まずは、こまくさ在宅クリニックへ「お電話」いただくか、「お問い合わせフォーム」から連絡をお願いいたします。

【確認事項】
■ 年齢・性別
■ 病名・病状
■ 通院状況(通っている病院・診療所)
■ 保険情報(医療保険、介護保険、限度額認定証など)
■ 訪問看護やケアマネジャーの有無
■ 困っていること
■ キーパーソン(患者さんの代理として意思決定や連絡の窓口となる中心人物

患者様やそのご家族はもちろん、現在通院中でしたら、病院の地域連携室担当のケアマネジャーや訪問看護など患者様に携わっている方を通してお問い合わせいただくとスムーズに情報が伝わります。

02

患者さんの基本情報と症状に基づいて、訪問診療の適応や必要性を判断し、初診の調整します。
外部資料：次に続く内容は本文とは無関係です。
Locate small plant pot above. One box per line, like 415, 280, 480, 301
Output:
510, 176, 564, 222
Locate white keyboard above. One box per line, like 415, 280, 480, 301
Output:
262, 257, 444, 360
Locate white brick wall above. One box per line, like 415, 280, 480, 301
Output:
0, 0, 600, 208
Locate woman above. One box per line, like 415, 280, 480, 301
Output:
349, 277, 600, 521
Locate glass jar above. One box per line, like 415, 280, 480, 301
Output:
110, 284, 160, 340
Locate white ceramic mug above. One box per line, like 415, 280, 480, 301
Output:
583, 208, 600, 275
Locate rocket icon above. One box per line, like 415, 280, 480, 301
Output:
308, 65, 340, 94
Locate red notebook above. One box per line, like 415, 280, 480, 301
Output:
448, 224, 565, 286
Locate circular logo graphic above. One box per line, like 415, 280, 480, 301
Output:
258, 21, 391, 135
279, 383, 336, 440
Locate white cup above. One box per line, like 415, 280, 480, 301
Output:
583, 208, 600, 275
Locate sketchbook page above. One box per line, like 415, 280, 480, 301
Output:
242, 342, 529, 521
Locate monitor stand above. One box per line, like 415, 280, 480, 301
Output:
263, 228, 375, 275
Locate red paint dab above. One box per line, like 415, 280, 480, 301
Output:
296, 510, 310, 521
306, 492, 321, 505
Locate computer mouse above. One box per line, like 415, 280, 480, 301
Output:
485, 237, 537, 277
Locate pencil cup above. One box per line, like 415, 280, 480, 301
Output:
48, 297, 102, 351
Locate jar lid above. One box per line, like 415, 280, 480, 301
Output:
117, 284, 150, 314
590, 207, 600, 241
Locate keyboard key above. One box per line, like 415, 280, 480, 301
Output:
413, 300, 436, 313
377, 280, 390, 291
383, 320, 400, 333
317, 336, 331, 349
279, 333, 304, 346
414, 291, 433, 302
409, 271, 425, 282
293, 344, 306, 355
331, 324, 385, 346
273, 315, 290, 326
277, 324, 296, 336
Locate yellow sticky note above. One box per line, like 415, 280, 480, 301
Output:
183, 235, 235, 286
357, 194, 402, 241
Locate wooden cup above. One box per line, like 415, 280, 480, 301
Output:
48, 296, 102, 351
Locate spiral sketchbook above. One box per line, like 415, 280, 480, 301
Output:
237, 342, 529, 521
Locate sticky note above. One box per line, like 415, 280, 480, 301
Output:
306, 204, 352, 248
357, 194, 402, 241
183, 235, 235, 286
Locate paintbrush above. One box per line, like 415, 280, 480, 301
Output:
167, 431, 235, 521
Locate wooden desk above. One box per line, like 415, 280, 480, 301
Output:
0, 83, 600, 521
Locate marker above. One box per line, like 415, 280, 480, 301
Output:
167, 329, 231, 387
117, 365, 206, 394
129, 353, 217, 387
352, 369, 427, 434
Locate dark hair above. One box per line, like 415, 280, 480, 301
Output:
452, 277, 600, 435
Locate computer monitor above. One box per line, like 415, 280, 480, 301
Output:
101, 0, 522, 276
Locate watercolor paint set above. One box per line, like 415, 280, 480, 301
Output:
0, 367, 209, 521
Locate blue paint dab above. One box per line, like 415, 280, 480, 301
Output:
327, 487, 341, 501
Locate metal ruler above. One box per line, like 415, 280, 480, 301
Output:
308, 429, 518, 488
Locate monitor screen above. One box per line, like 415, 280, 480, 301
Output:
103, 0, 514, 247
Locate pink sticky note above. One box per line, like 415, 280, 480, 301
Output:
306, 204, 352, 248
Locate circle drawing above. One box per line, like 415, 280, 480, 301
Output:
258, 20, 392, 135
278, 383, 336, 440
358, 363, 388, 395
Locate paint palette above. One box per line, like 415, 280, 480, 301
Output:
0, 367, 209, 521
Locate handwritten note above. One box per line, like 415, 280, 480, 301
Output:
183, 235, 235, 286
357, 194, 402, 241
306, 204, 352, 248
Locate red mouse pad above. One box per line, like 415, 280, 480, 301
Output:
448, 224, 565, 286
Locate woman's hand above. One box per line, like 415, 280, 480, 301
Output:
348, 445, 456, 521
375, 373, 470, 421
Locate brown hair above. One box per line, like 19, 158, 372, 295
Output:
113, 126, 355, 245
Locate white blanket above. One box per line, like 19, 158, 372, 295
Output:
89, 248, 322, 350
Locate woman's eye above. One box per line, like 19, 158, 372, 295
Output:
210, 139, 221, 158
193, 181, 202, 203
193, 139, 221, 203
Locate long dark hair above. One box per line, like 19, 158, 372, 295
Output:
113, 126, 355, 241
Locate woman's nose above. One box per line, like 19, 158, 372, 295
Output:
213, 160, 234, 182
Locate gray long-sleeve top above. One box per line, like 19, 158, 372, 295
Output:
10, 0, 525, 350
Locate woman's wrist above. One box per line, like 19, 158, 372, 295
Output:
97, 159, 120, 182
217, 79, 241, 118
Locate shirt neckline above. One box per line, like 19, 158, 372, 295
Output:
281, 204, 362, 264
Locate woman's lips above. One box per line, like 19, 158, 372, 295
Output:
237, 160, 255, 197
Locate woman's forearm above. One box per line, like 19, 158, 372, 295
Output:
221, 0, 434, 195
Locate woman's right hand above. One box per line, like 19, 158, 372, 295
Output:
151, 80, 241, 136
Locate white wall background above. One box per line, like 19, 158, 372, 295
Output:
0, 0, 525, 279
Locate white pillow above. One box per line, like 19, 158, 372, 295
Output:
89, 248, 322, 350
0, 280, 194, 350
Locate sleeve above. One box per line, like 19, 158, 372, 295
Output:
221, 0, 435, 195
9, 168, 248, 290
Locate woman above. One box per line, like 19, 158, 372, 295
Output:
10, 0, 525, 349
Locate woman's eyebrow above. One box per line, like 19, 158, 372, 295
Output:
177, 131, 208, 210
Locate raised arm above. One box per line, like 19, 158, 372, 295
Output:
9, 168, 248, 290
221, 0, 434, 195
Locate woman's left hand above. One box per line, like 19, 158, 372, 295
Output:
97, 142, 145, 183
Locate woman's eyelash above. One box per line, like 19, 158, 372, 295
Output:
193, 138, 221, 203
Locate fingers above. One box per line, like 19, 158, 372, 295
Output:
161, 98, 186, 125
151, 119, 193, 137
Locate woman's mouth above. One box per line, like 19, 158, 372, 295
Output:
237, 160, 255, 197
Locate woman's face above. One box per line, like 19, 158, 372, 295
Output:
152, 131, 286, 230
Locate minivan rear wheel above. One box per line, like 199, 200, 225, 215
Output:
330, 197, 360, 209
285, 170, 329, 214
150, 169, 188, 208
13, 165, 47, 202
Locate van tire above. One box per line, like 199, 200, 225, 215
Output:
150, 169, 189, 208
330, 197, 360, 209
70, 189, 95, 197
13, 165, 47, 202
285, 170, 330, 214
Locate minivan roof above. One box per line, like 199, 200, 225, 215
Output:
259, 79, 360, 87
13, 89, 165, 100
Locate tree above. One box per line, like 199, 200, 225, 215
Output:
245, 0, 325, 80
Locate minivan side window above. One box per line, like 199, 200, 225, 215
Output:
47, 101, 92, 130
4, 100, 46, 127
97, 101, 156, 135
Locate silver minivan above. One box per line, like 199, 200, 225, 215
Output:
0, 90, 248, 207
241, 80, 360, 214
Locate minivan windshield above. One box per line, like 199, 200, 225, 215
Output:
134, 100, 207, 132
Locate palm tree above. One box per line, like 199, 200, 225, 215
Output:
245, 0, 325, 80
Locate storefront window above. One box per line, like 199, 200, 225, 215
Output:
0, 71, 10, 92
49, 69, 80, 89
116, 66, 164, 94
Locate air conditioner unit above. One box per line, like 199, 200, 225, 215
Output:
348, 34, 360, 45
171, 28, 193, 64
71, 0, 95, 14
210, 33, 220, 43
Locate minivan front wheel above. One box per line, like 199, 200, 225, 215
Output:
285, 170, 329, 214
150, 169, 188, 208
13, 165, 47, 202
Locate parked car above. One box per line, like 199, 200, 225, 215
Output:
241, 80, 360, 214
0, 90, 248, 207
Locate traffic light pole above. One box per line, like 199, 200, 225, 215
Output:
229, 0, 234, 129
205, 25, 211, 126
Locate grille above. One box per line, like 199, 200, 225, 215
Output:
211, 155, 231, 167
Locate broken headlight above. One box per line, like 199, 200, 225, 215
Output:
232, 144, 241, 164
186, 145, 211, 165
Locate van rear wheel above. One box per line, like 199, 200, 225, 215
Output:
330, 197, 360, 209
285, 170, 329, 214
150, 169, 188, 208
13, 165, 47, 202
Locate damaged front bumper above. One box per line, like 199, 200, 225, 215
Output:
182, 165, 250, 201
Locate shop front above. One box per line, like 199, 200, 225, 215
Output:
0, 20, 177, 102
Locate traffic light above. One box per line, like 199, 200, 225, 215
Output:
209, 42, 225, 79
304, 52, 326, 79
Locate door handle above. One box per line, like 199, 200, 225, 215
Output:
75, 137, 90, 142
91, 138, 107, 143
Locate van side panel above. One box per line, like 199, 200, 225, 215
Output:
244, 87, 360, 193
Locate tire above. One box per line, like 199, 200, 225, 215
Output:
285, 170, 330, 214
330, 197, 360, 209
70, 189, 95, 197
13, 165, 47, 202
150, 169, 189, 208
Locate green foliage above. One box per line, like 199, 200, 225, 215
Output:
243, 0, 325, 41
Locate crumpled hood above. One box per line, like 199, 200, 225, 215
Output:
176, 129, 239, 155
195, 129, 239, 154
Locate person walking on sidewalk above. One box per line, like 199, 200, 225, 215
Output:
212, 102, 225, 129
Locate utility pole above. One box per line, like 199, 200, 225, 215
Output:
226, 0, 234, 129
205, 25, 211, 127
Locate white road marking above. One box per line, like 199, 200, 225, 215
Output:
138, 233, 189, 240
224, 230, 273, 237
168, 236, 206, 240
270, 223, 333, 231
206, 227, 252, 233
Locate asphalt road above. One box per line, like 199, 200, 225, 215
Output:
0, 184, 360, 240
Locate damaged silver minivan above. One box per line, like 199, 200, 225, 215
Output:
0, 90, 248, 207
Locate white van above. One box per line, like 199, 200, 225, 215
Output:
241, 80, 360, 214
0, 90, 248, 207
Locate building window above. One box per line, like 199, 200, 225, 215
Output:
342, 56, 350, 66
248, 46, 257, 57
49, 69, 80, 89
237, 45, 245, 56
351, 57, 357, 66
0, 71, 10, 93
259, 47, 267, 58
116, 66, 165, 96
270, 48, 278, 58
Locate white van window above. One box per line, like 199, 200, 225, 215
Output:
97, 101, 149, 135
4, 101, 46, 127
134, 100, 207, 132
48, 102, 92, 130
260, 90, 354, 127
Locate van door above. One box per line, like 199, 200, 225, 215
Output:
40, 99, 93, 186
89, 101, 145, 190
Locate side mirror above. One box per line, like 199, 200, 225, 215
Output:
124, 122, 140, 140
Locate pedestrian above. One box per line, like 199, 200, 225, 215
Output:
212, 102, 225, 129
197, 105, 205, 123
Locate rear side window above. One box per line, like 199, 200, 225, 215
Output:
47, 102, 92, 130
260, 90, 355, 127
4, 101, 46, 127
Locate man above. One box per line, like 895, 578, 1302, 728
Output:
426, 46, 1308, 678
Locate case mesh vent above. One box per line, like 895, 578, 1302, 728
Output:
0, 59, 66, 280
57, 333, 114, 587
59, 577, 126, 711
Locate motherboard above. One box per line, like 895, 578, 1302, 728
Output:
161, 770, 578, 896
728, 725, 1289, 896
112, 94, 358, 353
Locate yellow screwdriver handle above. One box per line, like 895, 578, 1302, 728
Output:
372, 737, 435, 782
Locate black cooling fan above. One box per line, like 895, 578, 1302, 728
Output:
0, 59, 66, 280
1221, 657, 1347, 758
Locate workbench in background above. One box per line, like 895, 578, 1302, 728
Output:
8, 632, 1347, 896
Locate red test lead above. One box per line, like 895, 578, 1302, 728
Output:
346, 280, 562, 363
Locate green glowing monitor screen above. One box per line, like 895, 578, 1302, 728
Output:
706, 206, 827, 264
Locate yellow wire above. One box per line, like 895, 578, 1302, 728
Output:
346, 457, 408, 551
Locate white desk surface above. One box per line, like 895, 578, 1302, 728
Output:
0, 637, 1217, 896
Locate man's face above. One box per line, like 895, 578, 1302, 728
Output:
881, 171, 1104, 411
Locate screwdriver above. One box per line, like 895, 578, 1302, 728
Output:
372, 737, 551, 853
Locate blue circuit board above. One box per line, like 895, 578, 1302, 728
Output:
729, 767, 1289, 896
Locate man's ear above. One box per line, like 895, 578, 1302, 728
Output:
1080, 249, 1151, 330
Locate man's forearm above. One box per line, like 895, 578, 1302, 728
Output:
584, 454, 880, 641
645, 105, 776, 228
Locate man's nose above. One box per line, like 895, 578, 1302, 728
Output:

訪問に先立って、お電話またはメールにて訪問診療の内容、流れ、費用などについてわかりやすくご説明します。

03

患者さんの自宅へ訪問し、現在の病状や困りごとを把握し、また自宅の療養環境を実際に見る事で、必要な治療・ケアを立案し、また福祉サービスをアドバイスいたします。

【初診の内容】
診察時間:
30分~1時間が目安です

当日の目標:
■ 病状と療養環境の確認
■ 治療やケアの方針を決定
■ 訪問看護や福祉サービスの必要性を検討
■ 重症患者に対応できる薬局の確認
■ 緊急時の連絡方法と対応の確認
■ 緊急性が高い場合は、処方や医療的処置を実施

04

訪問診療に関する契約書や同意書、支払い方法に関する書類をお渡しし、署名をお願いします。
※診療報酬の規約で、訪問診療には事前の契約が必要と定められています。

訪問診療にかかる費用の目安

05

毎月予定を立てて医師と看護師が患者さんの自宅に訪問し、診察や治療計画の確認を行います。

06

容体急変時は24時間365日対応しております。
緊急連絡先を事前にお知らせいたします。

よくあるご相談

Q. 退院日が迫っている患者さんでも相談できますか?

はい。退院予定日、病状、必要な医療処置、訪問看護の導入状況を確認したうえで、できる限り速やかに対応を検討します。特に在宅緩和ケアや看取りを見据えた症例では、退院前の情報共有が重要です。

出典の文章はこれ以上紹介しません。